We’re believers in the multichain future, and although we remained most active within Ethereum’s DeFi ecosystem, we also invested across Solana (Orca, Solend), Cosmos (Umee), Algorand (Folks), Polkadot (Acala, Moonbeam), NEAR, Polygon and Bitcoin. The multichain future of France appears bright, with just about every financial primitive one could imagine in development.

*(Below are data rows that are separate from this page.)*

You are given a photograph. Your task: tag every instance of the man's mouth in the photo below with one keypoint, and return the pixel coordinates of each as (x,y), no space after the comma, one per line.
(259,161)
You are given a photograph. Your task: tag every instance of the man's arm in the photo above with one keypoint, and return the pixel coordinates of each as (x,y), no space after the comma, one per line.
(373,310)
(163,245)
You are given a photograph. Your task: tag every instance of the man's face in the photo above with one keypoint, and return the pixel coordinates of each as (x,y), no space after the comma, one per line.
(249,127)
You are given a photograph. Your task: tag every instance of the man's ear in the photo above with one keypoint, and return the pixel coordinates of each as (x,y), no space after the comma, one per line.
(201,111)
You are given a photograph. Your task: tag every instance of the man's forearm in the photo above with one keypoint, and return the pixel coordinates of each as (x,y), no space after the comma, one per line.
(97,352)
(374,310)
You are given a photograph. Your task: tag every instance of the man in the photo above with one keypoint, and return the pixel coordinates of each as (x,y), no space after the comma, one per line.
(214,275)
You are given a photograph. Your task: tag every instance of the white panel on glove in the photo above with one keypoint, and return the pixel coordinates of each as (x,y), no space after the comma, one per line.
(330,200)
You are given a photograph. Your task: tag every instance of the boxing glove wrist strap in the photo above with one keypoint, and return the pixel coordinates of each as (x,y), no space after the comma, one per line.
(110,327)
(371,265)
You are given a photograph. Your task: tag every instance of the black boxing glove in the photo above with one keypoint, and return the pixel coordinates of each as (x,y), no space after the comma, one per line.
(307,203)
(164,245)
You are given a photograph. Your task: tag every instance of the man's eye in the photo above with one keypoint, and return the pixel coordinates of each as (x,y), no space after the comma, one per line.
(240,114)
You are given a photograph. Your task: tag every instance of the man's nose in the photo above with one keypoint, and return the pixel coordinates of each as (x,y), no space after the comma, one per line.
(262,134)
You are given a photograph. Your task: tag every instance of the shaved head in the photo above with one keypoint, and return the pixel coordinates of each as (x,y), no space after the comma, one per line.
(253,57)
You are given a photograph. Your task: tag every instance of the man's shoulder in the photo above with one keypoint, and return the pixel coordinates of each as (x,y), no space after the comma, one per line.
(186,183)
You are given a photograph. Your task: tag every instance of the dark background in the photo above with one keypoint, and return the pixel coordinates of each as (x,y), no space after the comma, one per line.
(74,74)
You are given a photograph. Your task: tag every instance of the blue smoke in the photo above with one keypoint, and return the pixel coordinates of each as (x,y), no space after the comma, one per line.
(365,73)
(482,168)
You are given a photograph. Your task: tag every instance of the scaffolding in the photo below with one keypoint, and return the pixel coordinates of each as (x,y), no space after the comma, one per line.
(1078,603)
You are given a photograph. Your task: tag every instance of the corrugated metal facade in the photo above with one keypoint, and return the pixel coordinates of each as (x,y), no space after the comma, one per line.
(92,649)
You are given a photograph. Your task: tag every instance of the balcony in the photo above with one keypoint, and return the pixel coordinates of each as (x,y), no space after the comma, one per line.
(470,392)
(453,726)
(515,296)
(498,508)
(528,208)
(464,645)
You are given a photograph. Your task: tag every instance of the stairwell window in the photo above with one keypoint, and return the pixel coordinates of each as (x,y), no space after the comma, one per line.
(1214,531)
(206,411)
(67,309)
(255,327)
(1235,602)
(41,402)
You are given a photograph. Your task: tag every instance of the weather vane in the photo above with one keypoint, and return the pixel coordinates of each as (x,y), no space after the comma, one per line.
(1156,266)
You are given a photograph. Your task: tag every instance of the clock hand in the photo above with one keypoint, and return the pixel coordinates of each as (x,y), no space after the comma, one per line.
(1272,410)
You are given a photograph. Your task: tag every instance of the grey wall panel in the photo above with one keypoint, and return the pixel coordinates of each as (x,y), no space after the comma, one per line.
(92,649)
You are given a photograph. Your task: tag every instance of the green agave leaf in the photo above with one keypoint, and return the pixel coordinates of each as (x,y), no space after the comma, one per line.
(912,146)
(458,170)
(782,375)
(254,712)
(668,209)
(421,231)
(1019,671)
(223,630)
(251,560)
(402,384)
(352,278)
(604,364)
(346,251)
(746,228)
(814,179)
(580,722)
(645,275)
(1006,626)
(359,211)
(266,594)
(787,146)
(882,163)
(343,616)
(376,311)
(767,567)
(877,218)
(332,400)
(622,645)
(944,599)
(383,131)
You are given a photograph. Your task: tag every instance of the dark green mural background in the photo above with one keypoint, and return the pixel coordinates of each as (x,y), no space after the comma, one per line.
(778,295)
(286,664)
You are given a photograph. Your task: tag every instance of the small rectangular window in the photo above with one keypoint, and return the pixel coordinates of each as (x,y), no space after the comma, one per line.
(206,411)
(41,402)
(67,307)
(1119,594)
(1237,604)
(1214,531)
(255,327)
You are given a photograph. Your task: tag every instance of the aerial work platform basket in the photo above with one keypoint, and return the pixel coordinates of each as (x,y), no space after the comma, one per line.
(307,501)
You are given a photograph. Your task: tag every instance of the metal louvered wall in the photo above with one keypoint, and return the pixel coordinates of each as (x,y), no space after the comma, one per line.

While DeFi made great strides in 2021, exploits of these nascent financial protocols hampered the ecosystem, amounting to over $10B. Better user protection remains paramount, which is why Coinbase Ventures supported DeFi insurance financial protocols including Neptune Mutual, Risk Harbor, Cozy Finance, and Nayms.

In 2022, the smart contract wars will rage on as Layer 1s and Layer 2s fight for user and developer mindshare. Hacking risks will persist but we’ll see increased maturity in DeFi insurance solutions. Lastly, it’s shaping up to be the year we see institutions enter the fray via “permissioned DeFi”, complete with KYC’d user pools and on-chain attestations.

NFT / Metaverse

2021 was also a year that saw the rapid rise of NFTs and renewed interest in “the metaverse.” Projects like CryptoPunks and Bored Ape Yacht Club took NFT sales from $200M in 2020 to a staggering $25B in 2021. Meanwhile, NFT based game Axie Infinity put play-to-earn gaming on the map as people in the Philippines were able to turn the game into a full time job. And elsewhere, Facebook’s rebrand to “Meta” catalyzed excitement around the metaverse.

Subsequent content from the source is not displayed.